It seems like any platform that features link aggregation is soon overrun by bots and self-promoters trying to drive traffic, and pages and pages of link posts versus pages and pages of people talking.
Are there any lemmy instances or other defederated networks that focus on Q&A, niche communities, and people conversing, instead?
Many instances have a chat community. Some examples: !chat@beehaw.org !chat@lemmy.one !chat@iusearchlinux.fyi !chat@midwest.social !general@lemmy.today !chat@lemmy.world
I dont mean a chat/conversation-specific community, I mean a collection of communities that are more people interacting than links being posted.
Especially for hobby, parenting, philosophy, politics, technical discussions, etc.
Why does it have to all be on a single instance? Can you not just subscribe to a number of communities that have interests the same as yours?
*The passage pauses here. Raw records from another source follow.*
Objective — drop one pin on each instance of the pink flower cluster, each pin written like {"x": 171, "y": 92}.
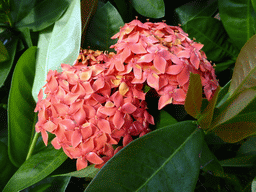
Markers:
{"x": 89, "y": 109}
{"x": 99, "y": 101}
{"x": 162, "y": 56}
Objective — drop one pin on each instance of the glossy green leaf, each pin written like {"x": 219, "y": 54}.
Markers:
{"x": 105, "y": 23}
{"x": 244, "y": 75}
{"x": 165, "y": 119}
{"x": 210, "y": 32}
{"x": 88, "y": 172}
{"x": 3, "y": 53}
{"x": 5, "y": 67}
{"x": 36, "y": 168}
{"x": 193, "y": 100}
{"x": 207, "y": 115}
{"x": 209, "y": 162}
{"x": 58, "y": 45}
{"x": 21, "y": 8}
{"x": 44, "y": 14}
{"x": 149, "y": 8}
{"x": 155, "y": 162}
{"x": 194, "y": 9}
{"x": 21, "y": 105}
{"x": 239, "y": 20}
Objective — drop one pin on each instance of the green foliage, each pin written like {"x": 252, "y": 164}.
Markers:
{"x": 162, "y": 156}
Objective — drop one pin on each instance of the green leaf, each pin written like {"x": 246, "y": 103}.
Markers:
{"x": 19, "y": 9}
{"x": 58, "y": 45}
{"x": 44, "y": 14}
{"x": 210, "y": 32}
{"x": 21, "y": 105}
{"x": 155, "y": 162}
{"x": 149, "y": 8}
{"x": 165, "y": 119}
{"x": 239, "y": 20}
{"x": 105, "y": 23}
{"x": 3, "y": 53}
{"x": 88, "y": 172}
{"x": 5, "y": 67}
{"x": 244, "y": 75}
{"x": 193, "y": 100}
{"x": 36, "y": 168}
{"x": 194, "y": 9}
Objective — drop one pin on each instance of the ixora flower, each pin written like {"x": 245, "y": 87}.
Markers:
{"x": 162, "y": 56}
{"x": 89, "y": 109}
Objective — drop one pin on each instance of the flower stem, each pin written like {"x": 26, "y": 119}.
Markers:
{"x": 32, "y": 146}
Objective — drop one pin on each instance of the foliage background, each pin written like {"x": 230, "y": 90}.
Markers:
{"x": 40, "y": 35}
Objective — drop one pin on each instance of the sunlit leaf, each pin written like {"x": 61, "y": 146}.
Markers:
{"x": 58, "y": 45}
{"x": 20, "y": 107}
{"x": 193, "y": 100}
{"x": 149, "y": 8}
{"x": 244, "y": 75}
{"x": 36, "y": 168}
{"x": 166, "y": 159}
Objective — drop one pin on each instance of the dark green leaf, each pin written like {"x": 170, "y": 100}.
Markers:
{"x": 193, "y": 100}
{"x": 149, "y": 8}
{"x": 3, "y": 53}
{"x": 57, "y": 45}
{"x": 20, "y": 107}
{"x": 36, "y": 168}
{"x": 194, "y": 9}
{"x": 244, "y": 75}
{"x": 5, "y": 67}
{"x": 165, "y": 119}
{"x": 88, "y": 172}
{"x": 44, "y": 14}
{"x": 105, "y": 23}
{"x": 166, "y": 159}
{"x": 210, "y": 32}
{"x": 19, "y": 9}
{"x": 239, "y": 20}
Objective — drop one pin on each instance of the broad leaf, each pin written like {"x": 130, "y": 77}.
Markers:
{"x": 244, "y": 75}
{"x": 210, "y": 32}
{"x": 88, "y": 172}
{"x": 155, "y": 162}
{"x": 58, "y": 45}
{"x": 239, "y": 20}
{"x": 105, "y": 23}
{"x": 44, "y": 14}
{"x": 21, "y": 117}
{"x": 149, "y": 8}
{"x": 36, "y": 168}
{"x": 193, "y": 100}
{"x": 3, "y": 53}
{"x": 194, "y": 9}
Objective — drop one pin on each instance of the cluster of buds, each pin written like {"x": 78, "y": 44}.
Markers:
{"x": 99, "y": 101}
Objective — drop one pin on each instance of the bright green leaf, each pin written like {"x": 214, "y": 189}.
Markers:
{"x": 105, "y": 23}
{"x": 155, "y": 162}
{"x": 58, "y": 45}
{"x": 210, "y": 32}
{"x": 244, "y": 75}
{"x": 239, "y": 20}
{"x": 44, "y": 14}
{"x": 193, "y": 100}
{"x": 194, "y": 9}
{"x": 20, "y": 107}
{"x": 3, "y": 53}
{"x": 36, "y": 168}
{"x": 88, "y": 172}
{"x": 149, "y": 8}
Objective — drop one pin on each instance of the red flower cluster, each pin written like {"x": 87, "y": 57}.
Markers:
{"x": 98, "y": 101}
{"x": 89, "y": 109}
{"x": 163, "y": 56}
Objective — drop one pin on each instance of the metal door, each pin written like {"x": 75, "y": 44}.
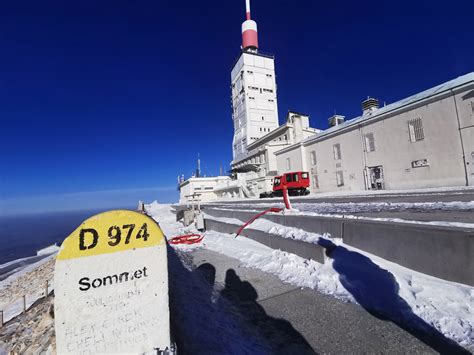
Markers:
{"x": 376, "y": 180}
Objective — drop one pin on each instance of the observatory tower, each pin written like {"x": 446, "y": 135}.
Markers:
{"x": 254, "y": 96}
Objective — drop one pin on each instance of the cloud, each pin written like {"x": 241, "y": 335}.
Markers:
{"x": 83, "y": 200}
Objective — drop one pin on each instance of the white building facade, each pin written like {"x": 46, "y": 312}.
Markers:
{"x": 200, "y": 189}
{"x": 254, "y": 100}
{"x": 254, "y": 171}
{"x": 423, "y": 141}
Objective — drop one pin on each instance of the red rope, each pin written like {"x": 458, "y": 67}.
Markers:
{"x": 273, "y": 209}
{"x": 186, "y": 239}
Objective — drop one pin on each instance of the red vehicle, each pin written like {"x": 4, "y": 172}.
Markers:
{"x": 296, "y": 182}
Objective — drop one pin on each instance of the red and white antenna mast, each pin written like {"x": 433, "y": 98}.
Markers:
{"x": 249, "y": 31}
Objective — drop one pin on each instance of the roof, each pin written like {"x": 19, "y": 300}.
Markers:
{"x": 450, "y": 85}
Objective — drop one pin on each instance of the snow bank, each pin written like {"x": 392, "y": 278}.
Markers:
{"x": 446, "y": 306}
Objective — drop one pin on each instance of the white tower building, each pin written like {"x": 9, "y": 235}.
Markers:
{"x": 254, "y": 92}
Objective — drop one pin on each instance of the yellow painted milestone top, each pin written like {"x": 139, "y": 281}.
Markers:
{"x": 110, "y": 232}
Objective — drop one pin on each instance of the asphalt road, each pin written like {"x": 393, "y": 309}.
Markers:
{"x": 445, "y": 215}
{"x": 300, "y": 320}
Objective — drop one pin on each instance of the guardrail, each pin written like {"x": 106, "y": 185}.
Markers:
{"x": 22, "y": 304}
{"x": 441, "y": 251}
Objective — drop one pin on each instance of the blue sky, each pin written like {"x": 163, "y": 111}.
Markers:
{"x": 103, "y": 103}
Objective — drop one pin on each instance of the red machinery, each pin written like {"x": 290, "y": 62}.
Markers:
{"x": 296, "y": 182}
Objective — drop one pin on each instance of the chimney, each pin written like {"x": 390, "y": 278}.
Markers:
{"x": 336, "y": 120}
{"x": 369, "y": 105}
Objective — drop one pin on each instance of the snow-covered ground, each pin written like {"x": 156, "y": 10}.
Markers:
{"x": 26, "y": 276}
{"x": 349, "y": 274}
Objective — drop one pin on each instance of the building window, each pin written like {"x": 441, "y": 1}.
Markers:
{"x": 339, "y": 178}
{"x": 369, "y": 142}
{"x": 415, "y": 129}
{"x": 337, "y": 151}
{"x": 313, "y": 157}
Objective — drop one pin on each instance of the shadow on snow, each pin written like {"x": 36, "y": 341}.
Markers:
{"x": 228, "y": 322}
{"x": 376, "y": 290}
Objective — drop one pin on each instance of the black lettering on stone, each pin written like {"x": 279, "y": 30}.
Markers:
{"x": 95, "y": 285}
{"x": 111, "y": 279}
{"x": 82, "y": 237}
{"x": 85, "y": 285}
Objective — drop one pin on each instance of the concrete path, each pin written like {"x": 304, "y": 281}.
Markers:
{"x": 466, "y": 216}
{"x": 321, "y": 323}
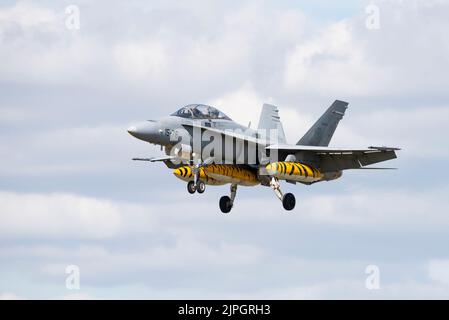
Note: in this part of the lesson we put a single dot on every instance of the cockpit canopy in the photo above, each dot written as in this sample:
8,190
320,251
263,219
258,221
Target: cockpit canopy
200,111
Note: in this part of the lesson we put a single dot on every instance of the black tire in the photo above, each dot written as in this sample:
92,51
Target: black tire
289,201
225,204
201,187
191,188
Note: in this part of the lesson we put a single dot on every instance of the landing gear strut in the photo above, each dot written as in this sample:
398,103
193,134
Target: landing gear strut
199,187
288,199
226,203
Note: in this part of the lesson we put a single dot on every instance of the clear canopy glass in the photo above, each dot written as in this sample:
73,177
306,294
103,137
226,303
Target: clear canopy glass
200,111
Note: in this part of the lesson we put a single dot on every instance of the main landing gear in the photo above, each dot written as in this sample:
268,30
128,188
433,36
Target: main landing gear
193,187
226,203
196,185
288,199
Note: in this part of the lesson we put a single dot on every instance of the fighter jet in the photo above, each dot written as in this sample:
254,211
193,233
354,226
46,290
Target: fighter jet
203,146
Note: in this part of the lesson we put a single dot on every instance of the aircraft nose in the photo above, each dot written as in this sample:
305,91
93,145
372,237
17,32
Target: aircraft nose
132,130
143,131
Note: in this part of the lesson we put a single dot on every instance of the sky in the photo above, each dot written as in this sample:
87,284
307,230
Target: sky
71,196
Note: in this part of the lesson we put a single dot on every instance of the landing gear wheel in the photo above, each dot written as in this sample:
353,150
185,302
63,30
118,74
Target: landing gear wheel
201,187
289,201
191,188
225,204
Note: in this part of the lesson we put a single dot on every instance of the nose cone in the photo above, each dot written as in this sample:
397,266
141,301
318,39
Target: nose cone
132,130
147,131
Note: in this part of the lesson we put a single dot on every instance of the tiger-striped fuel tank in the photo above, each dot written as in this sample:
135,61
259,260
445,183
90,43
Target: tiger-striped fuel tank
219,174
186,174
294,171
232,174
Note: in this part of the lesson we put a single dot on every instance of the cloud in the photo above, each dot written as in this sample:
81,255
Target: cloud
57,215
439,271
8,296
71,195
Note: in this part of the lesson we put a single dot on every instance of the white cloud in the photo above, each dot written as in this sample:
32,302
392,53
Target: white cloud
8,296
439,271
57,215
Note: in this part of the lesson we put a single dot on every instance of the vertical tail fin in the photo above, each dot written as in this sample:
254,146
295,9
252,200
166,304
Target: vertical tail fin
322,131
269,120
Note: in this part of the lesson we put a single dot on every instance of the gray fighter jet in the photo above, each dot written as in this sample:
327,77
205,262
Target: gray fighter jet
203,146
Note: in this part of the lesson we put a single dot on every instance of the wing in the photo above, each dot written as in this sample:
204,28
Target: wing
335,159
163,159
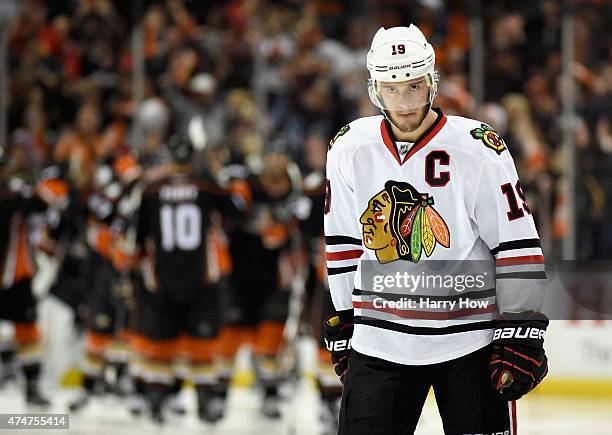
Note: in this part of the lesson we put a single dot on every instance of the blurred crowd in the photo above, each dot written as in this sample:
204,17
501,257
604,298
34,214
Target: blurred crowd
283,76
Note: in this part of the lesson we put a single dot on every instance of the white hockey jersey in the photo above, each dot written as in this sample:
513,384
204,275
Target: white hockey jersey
452,195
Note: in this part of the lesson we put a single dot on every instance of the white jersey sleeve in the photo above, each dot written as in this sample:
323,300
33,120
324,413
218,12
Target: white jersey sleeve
343,245
505,224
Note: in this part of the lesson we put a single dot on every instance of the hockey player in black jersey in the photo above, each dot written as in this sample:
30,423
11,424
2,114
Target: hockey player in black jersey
19,203
178,314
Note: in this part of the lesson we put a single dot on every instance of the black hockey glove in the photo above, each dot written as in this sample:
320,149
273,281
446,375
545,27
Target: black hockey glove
338,333
518,362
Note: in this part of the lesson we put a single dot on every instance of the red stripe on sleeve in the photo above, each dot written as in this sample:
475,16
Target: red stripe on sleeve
525,259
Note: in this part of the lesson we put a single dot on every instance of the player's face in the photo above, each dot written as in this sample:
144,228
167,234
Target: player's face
376,221
406,102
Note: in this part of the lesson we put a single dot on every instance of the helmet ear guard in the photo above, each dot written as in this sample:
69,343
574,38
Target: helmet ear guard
397,55
432,79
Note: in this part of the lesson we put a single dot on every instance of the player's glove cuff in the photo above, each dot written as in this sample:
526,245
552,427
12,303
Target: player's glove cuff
518,361
338,329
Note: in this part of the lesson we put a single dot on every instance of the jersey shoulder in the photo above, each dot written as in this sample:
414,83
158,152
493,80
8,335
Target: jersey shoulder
478,137
360,131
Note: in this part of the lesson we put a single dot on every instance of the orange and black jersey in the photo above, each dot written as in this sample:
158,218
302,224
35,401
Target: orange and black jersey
16,206
176,230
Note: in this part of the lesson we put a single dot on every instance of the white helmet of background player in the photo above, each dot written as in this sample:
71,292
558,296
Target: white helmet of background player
402,70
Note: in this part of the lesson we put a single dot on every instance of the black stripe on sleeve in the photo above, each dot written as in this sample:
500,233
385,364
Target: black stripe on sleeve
342,240
516,244
339,270
522,275
419,330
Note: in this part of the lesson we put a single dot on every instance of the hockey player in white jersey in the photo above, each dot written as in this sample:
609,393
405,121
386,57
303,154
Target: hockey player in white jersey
410,187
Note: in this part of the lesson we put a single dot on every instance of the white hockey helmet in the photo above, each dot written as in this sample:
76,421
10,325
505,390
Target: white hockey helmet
401,55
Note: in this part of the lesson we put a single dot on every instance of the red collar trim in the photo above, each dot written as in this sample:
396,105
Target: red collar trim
431,132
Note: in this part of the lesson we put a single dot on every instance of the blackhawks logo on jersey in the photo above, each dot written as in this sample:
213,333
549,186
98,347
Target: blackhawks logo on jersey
400,224
342,131
489,137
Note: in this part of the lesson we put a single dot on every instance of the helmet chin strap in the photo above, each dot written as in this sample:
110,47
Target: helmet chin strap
388,118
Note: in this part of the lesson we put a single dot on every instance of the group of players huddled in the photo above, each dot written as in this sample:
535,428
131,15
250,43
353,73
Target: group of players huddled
180,255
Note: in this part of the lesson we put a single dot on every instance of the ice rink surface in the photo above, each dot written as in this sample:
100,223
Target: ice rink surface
537,415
I noticed that beehaw.org on average has more “normal posts” (not links) than other instances. I found communities there for the topics you are interested in like technology, politics and parenting. It’s not completely link-free, but I’d say there are fewer links than elsewhere. That’s the best I could find on the Fediverse. Maybe someone else has better suggestions.
For hobbies, depends, but there is the general pinned post in !knitting@lemmy.world which list a lot of crafting communities: https://discuss.tchncs.de/post/842186
For parenting: !parenting@lemmy.world
Politics, you should be able to find a lot by searching that word into https://lemmyverse.net/
Finance? !finance@lemmy.ml
The thing is that people tend to post links as you can’t really force people to post if they don’t want to (or if they critical mass isn’t there). I’m guilty of that in the !parenting@lemmy.world for instance, as I don’t have kids yet, I can only but post articles.
The saying is “code is law”. I.e. if the Lemmy software architecture makes it natural to post threads starting with links, then that’s what people will do. Design the software differently and it will be used differently.
Maybe the instance I’m on is wonky, because I can’t even find those communities - I just get the “top”/”default” type communities ala reddit: technology, news, etc, which are all linked mass media articles.
You might have to click the link twice, sometimes the first time the community isn’t found because you are the first one on your instance to search for it
One link that works: https://lemmy.radio/c/personalfinance@lemmy.ml
Now I think my client (Memmy) is wonky too, because it can’t follow any of these links! Will try the web UI.
Did you manage to figure out what the problem is?